Attempting to smother my worry while he’s in midst of a bout has been impossible. Since his symptoms last through hours of prowling and eating invisible lint off the floor, I find myself shadowing his distress. I follow him from room to room, up the stairs and down the stairs.
Eventually, the cat tires of prowling and curls into a ball to sleep. Eventually, the medicine takes hold and his stomach settles. But my worrying doesn’t sleep.
By and by I tire of the prowling of my mind and attempt to quiet it. Reminding myself that right this moment, everything is fine, works for about fifteen seconds. The much stronger habit of playing the “what-if” game easily overwhelms it. He’s uncomfortable. Is he going to vomit? Why hasn’t he eaten, he had the medicine hours ago! What if there’s something seriously wrong?
Haphazardly seeking solutions on the fly is not my preference, so it’s next to impossible to stop the “If A, then B” calculations of my brain. My higher self admonishes, “Be in the present, where everything is exactly as it should be,” but my practical mind replies, “Sounds good, but first let me figure out what I’m going to do if this, this, or this happens.”
I’ve been reading Vidya Frazier‘s newest book, Living Free in 5D, and just finished some sections about the observer. One suggestion is to step aside from your “self,” and observe the role you’re playing at a given moment (we all have multiple, ever-changing roles over a lifetime).
Last night, as I sat in the living room and tried to stare through the wall to see how the cat was doing in the other room, I remembered this exercise and asked myself: Who is observing this? Who is experiencing this? The answer to both was, somehow, “Not me.” This offered just enough space to disengage momentarily from my role as worrier.
Later, noticing that my fretful self was not reassured by the cat’s apparent improvement, I asked: Who is doing this worrying? After a few seconds, the question changed to, What is worrying? Then, What is the energy that is worrying?
When I asked, what is the energy that is worrying, something popped off the obscured ball of truth I’m always holding in my hands, like candy coating flaking away from the delight of the chocolate center.

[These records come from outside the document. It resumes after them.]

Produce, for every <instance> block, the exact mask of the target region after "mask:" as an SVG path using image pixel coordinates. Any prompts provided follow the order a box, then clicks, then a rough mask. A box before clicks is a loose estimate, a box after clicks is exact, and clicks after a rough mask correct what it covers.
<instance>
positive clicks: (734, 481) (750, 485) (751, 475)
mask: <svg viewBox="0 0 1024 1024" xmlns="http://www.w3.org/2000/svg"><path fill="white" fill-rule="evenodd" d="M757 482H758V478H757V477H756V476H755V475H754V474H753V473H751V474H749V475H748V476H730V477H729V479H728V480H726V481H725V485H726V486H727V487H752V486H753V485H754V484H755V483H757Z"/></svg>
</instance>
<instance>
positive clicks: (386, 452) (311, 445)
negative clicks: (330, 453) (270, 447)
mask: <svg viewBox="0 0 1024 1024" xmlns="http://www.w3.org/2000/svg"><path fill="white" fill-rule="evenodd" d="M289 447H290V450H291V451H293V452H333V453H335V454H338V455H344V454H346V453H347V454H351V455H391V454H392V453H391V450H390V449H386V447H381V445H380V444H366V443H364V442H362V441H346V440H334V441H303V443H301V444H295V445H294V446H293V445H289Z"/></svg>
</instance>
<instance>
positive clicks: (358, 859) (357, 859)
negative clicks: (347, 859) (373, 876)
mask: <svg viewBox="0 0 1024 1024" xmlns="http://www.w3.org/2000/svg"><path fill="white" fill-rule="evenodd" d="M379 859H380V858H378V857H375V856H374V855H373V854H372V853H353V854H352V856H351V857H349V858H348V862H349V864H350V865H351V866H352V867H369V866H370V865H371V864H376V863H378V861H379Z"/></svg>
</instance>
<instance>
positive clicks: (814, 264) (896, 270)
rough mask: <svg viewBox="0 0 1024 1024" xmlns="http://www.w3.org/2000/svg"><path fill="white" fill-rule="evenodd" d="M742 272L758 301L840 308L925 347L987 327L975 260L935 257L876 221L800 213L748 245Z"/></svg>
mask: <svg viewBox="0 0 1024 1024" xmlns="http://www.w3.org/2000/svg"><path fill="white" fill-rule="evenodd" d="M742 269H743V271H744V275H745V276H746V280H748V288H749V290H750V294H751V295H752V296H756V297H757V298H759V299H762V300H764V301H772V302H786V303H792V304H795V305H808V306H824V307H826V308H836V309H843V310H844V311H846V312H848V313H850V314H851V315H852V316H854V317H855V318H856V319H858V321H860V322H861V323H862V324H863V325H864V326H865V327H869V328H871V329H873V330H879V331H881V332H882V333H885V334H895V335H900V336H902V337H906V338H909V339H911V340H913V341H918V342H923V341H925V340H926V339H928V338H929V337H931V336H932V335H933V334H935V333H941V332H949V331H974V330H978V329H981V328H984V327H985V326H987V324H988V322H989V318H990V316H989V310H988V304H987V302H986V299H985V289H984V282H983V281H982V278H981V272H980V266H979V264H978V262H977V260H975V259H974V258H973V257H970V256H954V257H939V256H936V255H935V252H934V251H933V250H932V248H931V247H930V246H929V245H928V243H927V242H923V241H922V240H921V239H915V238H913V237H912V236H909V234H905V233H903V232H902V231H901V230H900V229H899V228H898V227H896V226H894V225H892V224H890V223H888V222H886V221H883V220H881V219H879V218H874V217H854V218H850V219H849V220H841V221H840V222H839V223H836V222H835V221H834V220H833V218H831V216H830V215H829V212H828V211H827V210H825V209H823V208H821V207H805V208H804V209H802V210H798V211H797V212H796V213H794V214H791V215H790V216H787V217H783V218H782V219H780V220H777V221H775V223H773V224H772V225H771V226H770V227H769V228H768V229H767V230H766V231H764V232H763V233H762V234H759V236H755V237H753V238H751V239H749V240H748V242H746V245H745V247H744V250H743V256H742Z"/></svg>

The obsession with “what if” feels like an energy I’m choosing, a tricky but familiar card in the deck of life. It’s a well-thumbed card, grimy from overuse, not just by me but by the entire human family since time out of mind. I thoughtfully finger the ragged edges before sliding that card back into the deck.
It would be nice to wrap up by saying that I appreciate my cat’s illness prodding me into spiritual explorations. In all honesty, though, I just want him to be well, even though I realize we can’t all be well, all the time.
Another wise nugget I gleaned from Vidya’s book was that, though we intellectually know differently, we still cling to the immortality-tease of perfect health in a perfect body. Vidya notes that society’s extreme emphasis on health and fitness “ignores, and actually denies, the fact that bodies are not designed to be perfect. They’re part of the 3D material world, subject to illness, injury and eventual death…No one can successfully avoid these realities.” (As she notes later: at least, not at present.) (1)
This is self-evident. Even stone monuments decay, and how much less durable are we, with our fragile and vulnerable flesh?
I gently rub the acupressure points along the cat’s spine. He is hunkered in classic, inscrutable Sphinx fashion. His eyes close, his mysterious feline face subtly relaxes. We are definitely not stone. We are partnering Spirit as best we can in our houses of bone and blood.
(1) Living Free in 5D, Vidya Frazier, pp. 83-84. See www.VidyaFrazier.com.